The governor's supporters say conservatives should not be surprised by any of this that his moderate views on social issues were well known during last year's historic recall election and that voters chose him mostly because of his promise to restore fiscal discipline in Sacramento.
"The governor enjoys very high popularity and can take some risks," said Mark Baldassare, polling director for the Public Policy Institute of California, whose latest poll shows 61 percent of Californians approve of the job Schwarzenegger is doing.
"But he is also a Republican governor who recognizes that most California voters are Democrats and independents," Baldassare added, "and to continue to receive high approval from public, he needs to reach out beyond the conservative roots of his party."
To be sure, no one is going to accuse Schwarzenegger of being a latter-day Jerry Brown.
He has also shot down bills raising the minimum wage and granting driver's licenses to illegal immigrants, and has come out against a ballot measure requiring employers to provide health coverage for uninsured workers.
Those vetoes and others led Steve Maviglio, a spokesman for the state Assembly's Democrats, to deride the former bodybuilder as "Pete Wilson with biceps" a reference to California's last Republican governor.
But that does not placate conservative activists, many of whom gathered on the steps of the state Capitol on Friday to protest what they billed as Schwarzenegger's repudiation of the conservatives who helped drive out liberal Democratic Gov. Gray Davis and sweep Schwarzenegger into office.
"It is sad and disappointing to pro-family voters and conservatives to see how the governor has infringed on free speech, promoted drug use, expanded the transsexual agenda, undermined marriage and is paroling a record high number of murderers into our neighborhoods," said Randy Thomasson of the Campaign for California Families.
In an interview, Chuck Michel of the California Rifle and Pistol Association called Schwarzenegger's ban on BMG rifles disturbing.
"Schwarzenegger coming into office gave a lot of hope to people, because we were dealing with Gov. Davis, who was becoming more and more extreme, signing everything in sight," Michel said. "Some of that hope was dashed."

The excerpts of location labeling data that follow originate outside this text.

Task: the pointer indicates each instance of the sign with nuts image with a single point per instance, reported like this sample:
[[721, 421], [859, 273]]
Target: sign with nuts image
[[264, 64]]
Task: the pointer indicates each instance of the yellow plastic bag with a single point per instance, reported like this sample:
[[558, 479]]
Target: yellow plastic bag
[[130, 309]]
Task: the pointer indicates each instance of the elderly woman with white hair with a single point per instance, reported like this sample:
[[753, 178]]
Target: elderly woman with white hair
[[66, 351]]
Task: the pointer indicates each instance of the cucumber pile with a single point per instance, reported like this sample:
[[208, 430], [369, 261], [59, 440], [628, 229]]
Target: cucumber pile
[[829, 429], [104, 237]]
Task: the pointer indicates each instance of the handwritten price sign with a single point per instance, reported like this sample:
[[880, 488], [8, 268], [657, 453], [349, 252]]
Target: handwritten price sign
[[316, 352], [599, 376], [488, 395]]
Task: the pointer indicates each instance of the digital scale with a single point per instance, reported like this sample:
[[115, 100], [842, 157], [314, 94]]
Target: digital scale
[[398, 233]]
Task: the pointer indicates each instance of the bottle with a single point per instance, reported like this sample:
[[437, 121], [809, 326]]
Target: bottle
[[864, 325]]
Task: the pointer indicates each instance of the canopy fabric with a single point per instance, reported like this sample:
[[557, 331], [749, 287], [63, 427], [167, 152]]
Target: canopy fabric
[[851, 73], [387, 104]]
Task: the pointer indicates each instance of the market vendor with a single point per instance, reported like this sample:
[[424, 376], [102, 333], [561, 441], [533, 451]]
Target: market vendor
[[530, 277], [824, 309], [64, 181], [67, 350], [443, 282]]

For his part, Sheldon reminisced fondly about Schwarzenegger's speech at the Republican National Convention, where he praised Richard Nixon, slammed the United Nations and implied that only Republicans care about "terminating" terrorism.
"His speech at the GOP convention, as good as it was for the party, just doesn't carry the teeth," Sheldon said. "Everyone loves his image in the movies, but the movies are over and we're dealing with the reality show now."